写真クレジット:Sony Pictures Classics

女たちの豊かな胸や大きなお尻をおく面もなく眺め、感情的な行動をする彼女たちをうれしそうに見ている視線がある。半世紀前にソフィア・ローレンが出ていたイタリア映画がこんな風だった。ローレンは当時セックス・シンボルと呼ばれたが、この映画に登場する女優たちはちょっと違う。ペネロペ・クルスが胸の谷間をのぞかせる場面がしばしば出てくるが、カメラの視線に性的なものはあまり感じられない。弟や息子が母親や姉に向ける眼差し、家族の女たちを惚れ惚れと見ている視線だ。

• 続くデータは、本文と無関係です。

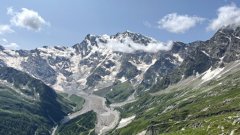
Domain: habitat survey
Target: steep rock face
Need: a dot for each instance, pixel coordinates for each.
(96, 62)
(200, 56)
(101, 61)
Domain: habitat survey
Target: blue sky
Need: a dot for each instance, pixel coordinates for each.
(64, 22)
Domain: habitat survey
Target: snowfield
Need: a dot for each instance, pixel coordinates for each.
(125, 121)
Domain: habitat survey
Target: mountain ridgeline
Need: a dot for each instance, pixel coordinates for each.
(114, 67)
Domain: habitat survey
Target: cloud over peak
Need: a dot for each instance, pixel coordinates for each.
(5, 29)
(226, 15)
(27, 18)
(176, 23)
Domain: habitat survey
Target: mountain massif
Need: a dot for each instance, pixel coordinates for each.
(130, 84)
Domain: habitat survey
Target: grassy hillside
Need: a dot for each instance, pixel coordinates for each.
(190, 108)
(28, 106)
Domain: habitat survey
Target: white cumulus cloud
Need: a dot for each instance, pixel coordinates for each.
(27, 18)
(8, 45)
(226, 15)
(175, 23)
(5, 29)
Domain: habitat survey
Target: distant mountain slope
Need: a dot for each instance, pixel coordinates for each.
(27, 105)
(174, 77)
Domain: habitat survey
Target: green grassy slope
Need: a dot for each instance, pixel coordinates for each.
(210, 108)
(27, 105)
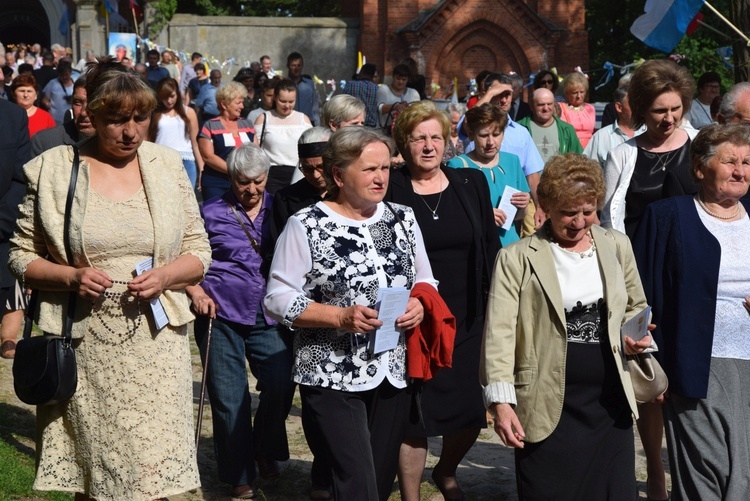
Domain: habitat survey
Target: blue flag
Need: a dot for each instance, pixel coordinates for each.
(665, 21)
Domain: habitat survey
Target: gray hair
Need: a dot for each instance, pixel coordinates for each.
(341, 108)
(315, 135)
(459, 108)
(703, 147)
(248, 161)
(345, 148)
(729, 101)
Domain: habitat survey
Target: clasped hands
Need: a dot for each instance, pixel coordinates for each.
(362, 319)
(90, 283)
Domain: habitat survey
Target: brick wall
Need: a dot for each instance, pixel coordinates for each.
(463, 37)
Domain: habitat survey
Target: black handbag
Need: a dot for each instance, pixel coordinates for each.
(44, 368)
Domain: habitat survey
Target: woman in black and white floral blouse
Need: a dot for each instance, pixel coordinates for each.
(330, 262)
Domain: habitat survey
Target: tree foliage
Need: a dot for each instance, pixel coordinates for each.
(610, 40)
(262, 8)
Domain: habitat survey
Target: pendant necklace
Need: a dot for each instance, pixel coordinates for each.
(435, 217)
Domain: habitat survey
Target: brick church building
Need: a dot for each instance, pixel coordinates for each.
(459, 38)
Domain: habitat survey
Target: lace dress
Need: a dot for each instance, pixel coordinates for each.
(127, 431)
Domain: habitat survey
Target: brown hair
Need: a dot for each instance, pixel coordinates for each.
(23, 80)
(111, 86)
(652, 79)
(571, 178)
(414, 115)
(487, 114)
(345, 147)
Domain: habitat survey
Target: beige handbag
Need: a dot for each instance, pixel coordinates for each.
(649, 379)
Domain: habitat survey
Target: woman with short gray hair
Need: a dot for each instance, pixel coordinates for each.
(330, 264)
(238, 226)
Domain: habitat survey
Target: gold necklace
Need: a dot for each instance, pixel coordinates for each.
(584, 254)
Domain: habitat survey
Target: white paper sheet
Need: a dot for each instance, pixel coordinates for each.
(391, 304)
(637, 327)
(160, 316)
(507, 207)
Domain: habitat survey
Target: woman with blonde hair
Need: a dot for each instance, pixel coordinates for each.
(176, 126)
(554, 375)
(220, 136)
(576, 111)
(127, 432)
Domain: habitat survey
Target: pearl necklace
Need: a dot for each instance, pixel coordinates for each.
(584, 254)
(123, 298)
(719, 216)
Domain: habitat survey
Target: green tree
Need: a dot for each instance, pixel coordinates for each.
(262, 8)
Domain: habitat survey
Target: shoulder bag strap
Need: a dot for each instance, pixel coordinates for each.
(265, 126)
(406, 233)
(253, 242)
(69, 314)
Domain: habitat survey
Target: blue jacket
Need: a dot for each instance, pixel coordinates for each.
(678, 259)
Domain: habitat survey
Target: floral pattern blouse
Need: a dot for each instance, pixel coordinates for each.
(324, 257)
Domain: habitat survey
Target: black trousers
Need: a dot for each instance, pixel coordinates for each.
(359, 434)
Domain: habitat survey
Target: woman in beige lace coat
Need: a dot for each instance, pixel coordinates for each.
(127, 431)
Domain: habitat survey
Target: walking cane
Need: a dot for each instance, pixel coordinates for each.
(202, 398)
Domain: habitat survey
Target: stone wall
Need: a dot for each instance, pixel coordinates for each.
(328, 45)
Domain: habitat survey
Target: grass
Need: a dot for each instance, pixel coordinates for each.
(17, 472)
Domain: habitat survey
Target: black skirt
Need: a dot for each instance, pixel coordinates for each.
(590, 454)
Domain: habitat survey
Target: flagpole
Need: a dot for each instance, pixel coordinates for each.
(744, 37)
(135, 21)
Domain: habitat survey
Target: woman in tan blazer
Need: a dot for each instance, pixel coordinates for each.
(127, 431)
(552, 366)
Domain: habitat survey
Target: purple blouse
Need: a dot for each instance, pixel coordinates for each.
(235, 280)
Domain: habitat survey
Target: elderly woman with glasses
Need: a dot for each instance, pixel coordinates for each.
(238, 225)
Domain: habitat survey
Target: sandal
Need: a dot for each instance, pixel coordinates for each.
(448, 494)
(243, 492)
(268, 468)
(8, 349)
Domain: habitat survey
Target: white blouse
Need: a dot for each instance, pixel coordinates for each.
(322, 256)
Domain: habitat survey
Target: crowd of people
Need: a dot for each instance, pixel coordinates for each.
(410, 269)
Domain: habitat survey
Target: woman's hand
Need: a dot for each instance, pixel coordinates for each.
(507, 425)
(634, 347)
(359, 319)
(90, 282)
(412, 316)
(500, 217)
(149, 285)
(204, 305)
(520, 200)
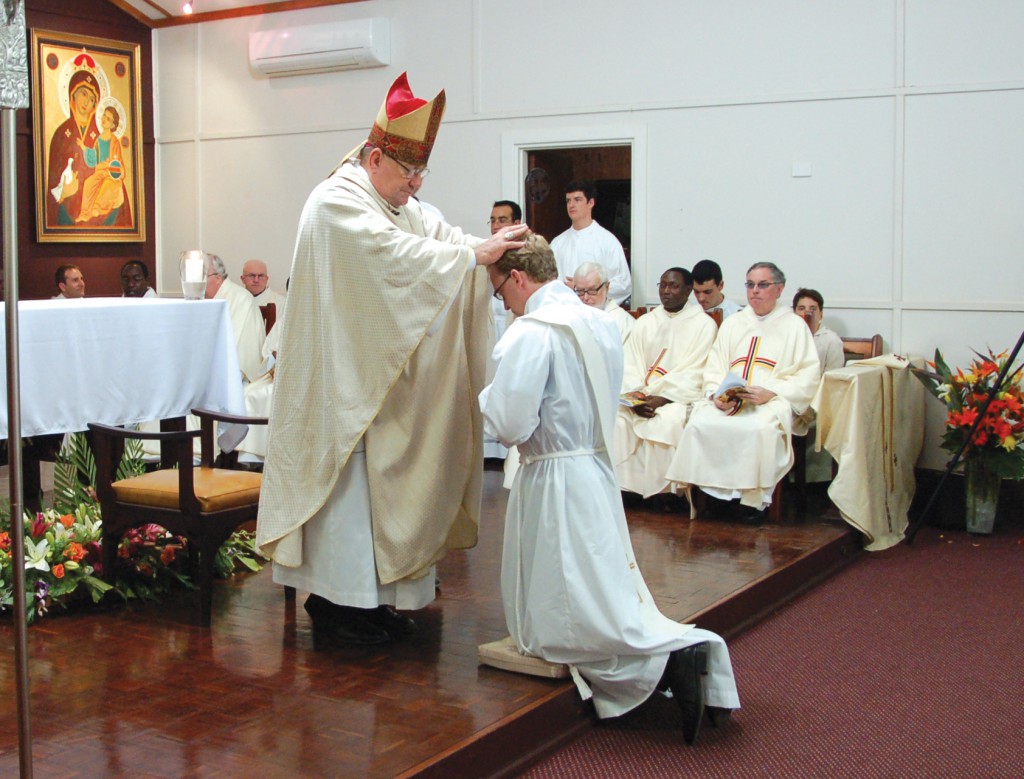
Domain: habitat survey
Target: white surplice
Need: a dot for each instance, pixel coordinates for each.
(744, 453)
(665, 356)
(594, 244)
(570, 587)
(249, 328)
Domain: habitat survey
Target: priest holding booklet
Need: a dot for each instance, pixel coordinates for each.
(736, 442)
(664, 363)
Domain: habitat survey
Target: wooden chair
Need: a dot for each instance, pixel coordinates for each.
(861, 348)
(853, 349)
(269, 314)
(203, 504)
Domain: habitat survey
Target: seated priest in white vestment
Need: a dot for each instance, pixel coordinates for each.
(591, 284)
(810, 305)
(664, 373)
(571, 590)
(374, 466)
(736, 443)
(246, 319)
(259, 398)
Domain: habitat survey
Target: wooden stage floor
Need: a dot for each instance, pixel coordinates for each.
(137, 691)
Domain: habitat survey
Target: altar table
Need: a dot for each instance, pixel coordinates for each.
(121, 360)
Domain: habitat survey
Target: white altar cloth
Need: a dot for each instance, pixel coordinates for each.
(120, 360)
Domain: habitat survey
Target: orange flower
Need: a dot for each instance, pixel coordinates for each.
(965, 418)
(75, 552)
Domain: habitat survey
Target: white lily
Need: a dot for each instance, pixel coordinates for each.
(36, 555)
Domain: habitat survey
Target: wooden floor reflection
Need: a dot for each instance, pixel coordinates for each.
(136, 691)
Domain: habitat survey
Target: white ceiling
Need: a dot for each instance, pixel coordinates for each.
(172, 11)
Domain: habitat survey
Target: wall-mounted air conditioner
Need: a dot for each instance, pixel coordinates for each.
(318, 48)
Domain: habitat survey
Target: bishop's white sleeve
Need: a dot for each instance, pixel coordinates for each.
(511, 403)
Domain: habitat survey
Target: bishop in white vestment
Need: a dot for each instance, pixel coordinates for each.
(570, 586)
(374, 466)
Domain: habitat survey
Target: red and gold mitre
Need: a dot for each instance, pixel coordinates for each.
(407, 126)
(84, 76)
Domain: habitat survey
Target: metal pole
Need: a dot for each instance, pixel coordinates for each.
(14, 437)
(13, 95)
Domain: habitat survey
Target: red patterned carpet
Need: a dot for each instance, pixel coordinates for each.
(907, 663)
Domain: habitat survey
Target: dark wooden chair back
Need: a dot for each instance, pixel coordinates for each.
(202, 504)
(269, 314)
(861, 348)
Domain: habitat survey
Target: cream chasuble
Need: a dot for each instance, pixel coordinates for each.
(665, 356)
(748, 451)
(369, 283)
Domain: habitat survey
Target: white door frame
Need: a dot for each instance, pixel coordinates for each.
(516, 144)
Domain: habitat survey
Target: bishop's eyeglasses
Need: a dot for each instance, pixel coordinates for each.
(591, 292)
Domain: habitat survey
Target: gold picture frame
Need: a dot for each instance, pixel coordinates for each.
(87, 128)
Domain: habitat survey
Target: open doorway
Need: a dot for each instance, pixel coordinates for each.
(614, 156)
(550, 170)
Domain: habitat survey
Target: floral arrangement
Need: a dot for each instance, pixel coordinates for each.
(61, 554)
(997, 443)
(64, 549)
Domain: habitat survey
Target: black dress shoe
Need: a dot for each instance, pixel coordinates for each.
(394, 623)
(345, 624)
(685, 668)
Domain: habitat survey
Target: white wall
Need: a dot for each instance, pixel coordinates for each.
(906, 112)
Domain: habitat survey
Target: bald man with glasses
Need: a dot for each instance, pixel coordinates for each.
(256, 278)
(590, 283)
(736, 442)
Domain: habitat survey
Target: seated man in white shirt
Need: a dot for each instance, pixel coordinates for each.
(590, 282)
(246, 319)
(665, 360)
(809, 305)
(257, 280)
(737, 444)
(587, 241)
(708, 286)
(71, 283)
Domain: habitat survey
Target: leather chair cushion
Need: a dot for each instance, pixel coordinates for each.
(216, 488)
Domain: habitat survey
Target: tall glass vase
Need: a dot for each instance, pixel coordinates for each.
(982, 498)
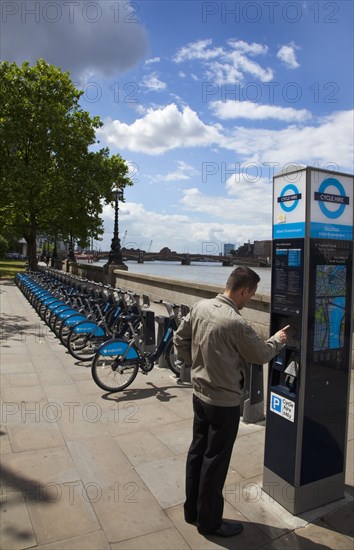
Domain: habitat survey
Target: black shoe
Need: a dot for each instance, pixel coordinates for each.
(226, 529)
(191, 521)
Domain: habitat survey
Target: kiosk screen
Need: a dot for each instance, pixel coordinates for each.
(287, 276)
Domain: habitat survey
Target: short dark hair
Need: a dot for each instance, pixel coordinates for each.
(242, 277)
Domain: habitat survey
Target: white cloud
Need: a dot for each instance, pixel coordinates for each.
(181, 232)
(288, 56)
(330, 141)
(160, 130)
(252, 201)
(255, 111)
(152, 60)
(153, 83)
(184, 172)
(226, 65)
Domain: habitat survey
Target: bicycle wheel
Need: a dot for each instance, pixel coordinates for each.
(112, 375)
(173, 361)
(83, 346)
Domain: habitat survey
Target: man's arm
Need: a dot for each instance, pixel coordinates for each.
(182, 340)
(254, 349)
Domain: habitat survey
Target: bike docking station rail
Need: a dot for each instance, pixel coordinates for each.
(309, 380)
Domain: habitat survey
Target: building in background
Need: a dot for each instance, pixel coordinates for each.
(228, 248)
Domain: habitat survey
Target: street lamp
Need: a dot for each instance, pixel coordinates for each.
(115, 254)
(71, 253)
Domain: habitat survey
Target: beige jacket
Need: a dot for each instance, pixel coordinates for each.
(217, 342)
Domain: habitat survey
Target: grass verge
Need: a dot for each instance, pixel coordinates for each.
(9, 268)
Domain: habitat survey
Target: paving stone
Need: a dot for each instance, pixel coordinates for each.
(91, 541)
(45, 466)
(19, 380)
(5, 444)
(311, 537)
(251, 537)
(16, 530)
(341, 519)
(136, 415)
(247, 456)
(66, 513)
(168, 539)
(127, 508)
(142, 447)
(112, 472)
(100, 460)
(165, 479)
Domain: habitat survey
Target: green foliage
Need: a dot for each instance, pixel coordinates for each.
(9, 268)
(52, 182)
(4, 246)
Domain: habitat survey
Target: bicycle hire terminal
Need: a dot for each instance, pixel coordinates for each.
(309, 381)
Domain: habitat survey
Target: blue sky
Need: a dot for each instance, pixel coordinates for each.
(205, 100)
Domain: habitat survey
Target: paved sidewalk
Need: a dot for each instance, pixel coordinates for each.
(85, 470)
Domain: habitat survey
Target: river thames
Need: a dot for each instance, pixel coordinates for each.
(211, 273)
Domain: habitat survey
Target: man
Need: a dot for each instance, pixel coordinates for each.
(217, 342)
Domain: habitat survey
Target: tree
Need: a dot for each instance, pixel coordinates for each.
(4, 246)
(52, 181)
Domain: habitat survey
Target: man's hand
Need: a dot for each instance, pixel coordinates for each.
(282, 335)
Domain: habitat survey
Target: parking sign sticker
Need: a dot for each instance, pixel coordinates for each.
(282, 406)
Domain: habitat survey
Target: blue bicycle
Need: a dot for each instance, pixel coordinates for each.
(116, 363)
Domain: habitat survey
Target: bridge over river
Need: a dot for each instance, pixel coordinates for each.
(140, 256)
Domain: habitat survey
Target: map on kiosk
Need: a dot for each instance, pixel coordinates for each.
(329, 307)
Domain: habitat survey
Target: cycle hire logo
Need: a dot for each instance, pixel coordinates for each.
(324, 197)
(332, 208)
(289, 206)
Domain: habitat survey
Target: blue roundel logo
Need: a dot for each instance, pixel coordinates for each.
(331, 182)
(294, 191)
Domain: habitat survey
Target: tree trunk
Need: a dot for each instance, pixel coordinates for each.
(32, 251)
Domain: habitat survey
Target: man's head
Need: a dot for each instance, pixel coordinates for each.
(241, 285)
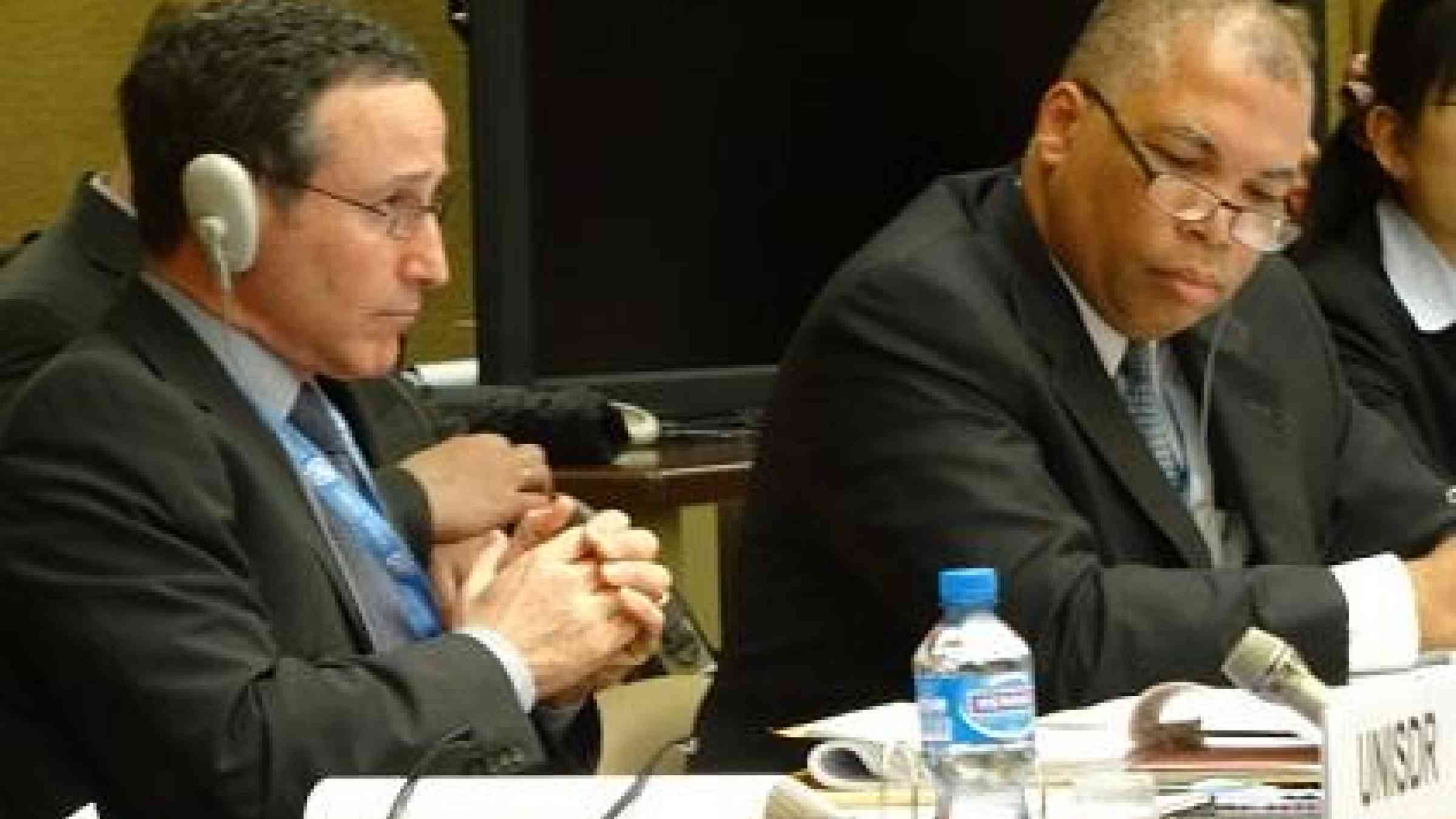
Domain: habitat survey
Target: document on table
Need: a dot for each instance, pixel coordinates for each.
(511, 798)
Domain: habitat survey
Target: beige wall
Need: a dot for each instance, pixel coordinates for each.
(57, 118)
(1349, 25)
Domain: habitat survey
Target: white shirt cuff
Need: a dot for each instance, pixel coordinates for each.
(1381, 601)
(511, 661)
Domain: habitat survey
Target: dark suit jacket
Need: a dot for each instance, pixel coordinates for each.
(62, 285)
(943, 405)
(166, 591)
(1407, 375)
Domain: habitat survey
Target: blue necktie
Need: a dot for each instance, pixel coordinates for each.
(1138, 382)
(397, 595)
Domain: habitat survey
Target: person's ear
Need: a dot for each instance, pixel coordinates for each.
(1059, 118)
(1388, 138)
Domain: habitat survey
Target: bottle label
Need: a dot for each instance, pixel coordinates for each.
(976, 709)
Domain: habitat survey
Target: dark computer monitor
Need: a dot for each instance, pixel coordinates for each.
(661, 187)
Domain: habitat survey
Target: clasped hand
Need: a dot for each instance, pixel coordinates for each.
(583, 604)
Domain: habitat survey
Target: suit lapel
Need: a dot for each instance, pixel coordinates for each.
(1250, 447)
(165, 342)
(107, 234)
(1052, 324)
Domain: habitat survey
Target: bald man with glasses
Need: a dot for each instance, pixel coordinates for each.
(1090, 371)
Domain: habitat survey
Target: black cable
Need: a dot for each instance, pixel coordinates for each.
(406, 790)
(688, 744)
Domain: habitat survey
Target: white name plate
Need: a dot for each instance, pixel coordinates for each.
(1391, 747)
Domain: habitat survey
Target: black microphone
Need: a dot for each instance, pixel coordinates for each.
(1270, 668)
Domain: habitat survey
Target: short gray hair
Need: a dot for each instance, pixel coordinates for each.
(1130, 42)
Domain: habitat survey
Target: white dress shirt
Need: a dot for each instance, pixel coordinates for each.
(1380, 598)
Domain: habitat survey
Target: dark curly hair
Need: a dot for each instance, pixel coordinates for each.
(242, 78)
(1413, 60)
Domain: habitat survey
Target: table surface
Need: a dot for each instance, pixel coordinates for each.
(670, 474)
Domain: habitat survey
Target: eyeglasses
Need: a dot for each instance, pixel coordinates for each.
(399, 218)
(1188, 201)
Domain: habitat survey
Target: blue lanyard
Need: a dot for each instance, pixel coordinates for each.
(368, 528)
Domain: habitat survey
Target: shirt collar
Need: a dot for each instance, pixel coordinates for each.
(263, 376)
(1108, 343)
(101, 183)
(1420, 274)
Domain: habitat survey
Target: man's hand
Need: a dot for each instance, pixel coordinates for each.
(450, 567)
(1433, 578)
(478, 483)
(577, 607)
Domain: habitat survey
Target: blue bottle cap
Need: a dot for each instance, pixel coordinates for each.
(969, 588)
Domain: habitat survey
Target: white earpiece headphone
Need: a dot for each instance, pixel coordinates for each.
(222, 207)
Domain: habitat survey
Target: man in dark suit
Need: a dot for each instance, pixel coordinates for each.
(198, 579)
(439, 488)
(952, 398)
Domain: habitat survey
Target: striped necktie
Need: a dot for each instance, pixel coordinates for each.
(1138, 381)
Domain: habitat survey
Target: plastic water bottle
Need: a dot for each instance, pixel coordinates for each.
(976, 693)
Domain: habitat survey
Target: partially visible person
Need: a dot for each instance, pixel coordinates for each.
(1094, 372)
(201, 586)
(1380, 249)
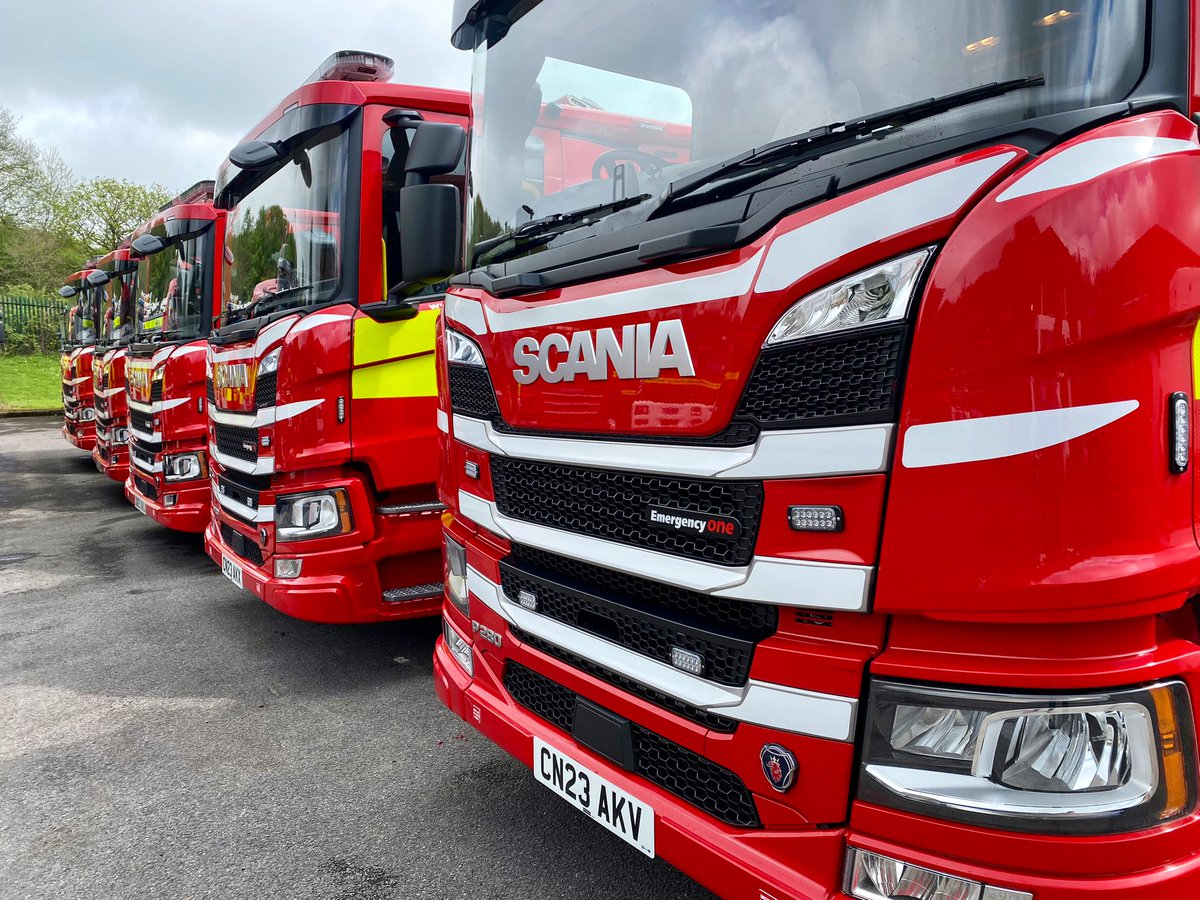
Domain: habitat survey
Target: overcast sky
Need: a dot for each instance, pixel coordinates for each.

監督は『オール・アバウト・マイ・マザー』で注目を集めたスペインの異才ペドロ・アルモドバル。母と姉妹に囲まれて育った監督が、生まれ故郷のラ・マンチャを舞台に作り出したハチャメチャだが心優しい女たちの世界。ゲイの監督ならではの女性美、母性礼賛の映画だ。
物語は、苦労している姉妹の元に死んだはずの母親が帰ってきて、死の真相を明かし、母娘が和解するというもの。今でも昔ながらの近所つき合いを続ける女系3代祖母、母、娘に姉妹、幼なじみやご近所の女性が加わり、母を慕い、娘をかばい、互いを助けあう女たちの姿が、生き生きとコミカルに描かれていく。
とはいえ、アルモドバル監督の世界は生半可でない。放火や近親相姦、殺人などの忌まわしい事件が女たちに影を落し、父や夫たちの横暴と虐待が母から娘へと繰り返される悲劇の物語でもあるのだ。
英語圏の映画では精彩を欠いていたクルスだが、母国語の強みで真価を発揮し、汗みずくで死体を運んだり、穴を掘ったりの熱演。彼女がタンゴの名曲 "Volver"(「帰郷」の意)を哀感をこめて歌うシーンがきれいだ。
今年のカンヌ映画祭で彼女を含めた6人に主演女優賞が与えられた。確かにクルスは良かったが、共生する女たちを描いた映画なのだから、クルスを一人勝ちにさせるよりグループ受賞で正解。気の利いた計らいだ。
出演は他にカルメン・マウラ、ジョランダ・コボ、ローラ・ドゥエニャス、ブランカポルティージョなど。上映時間:1時間51分。サンフラシスコはクレイ・シアターなどで上映中。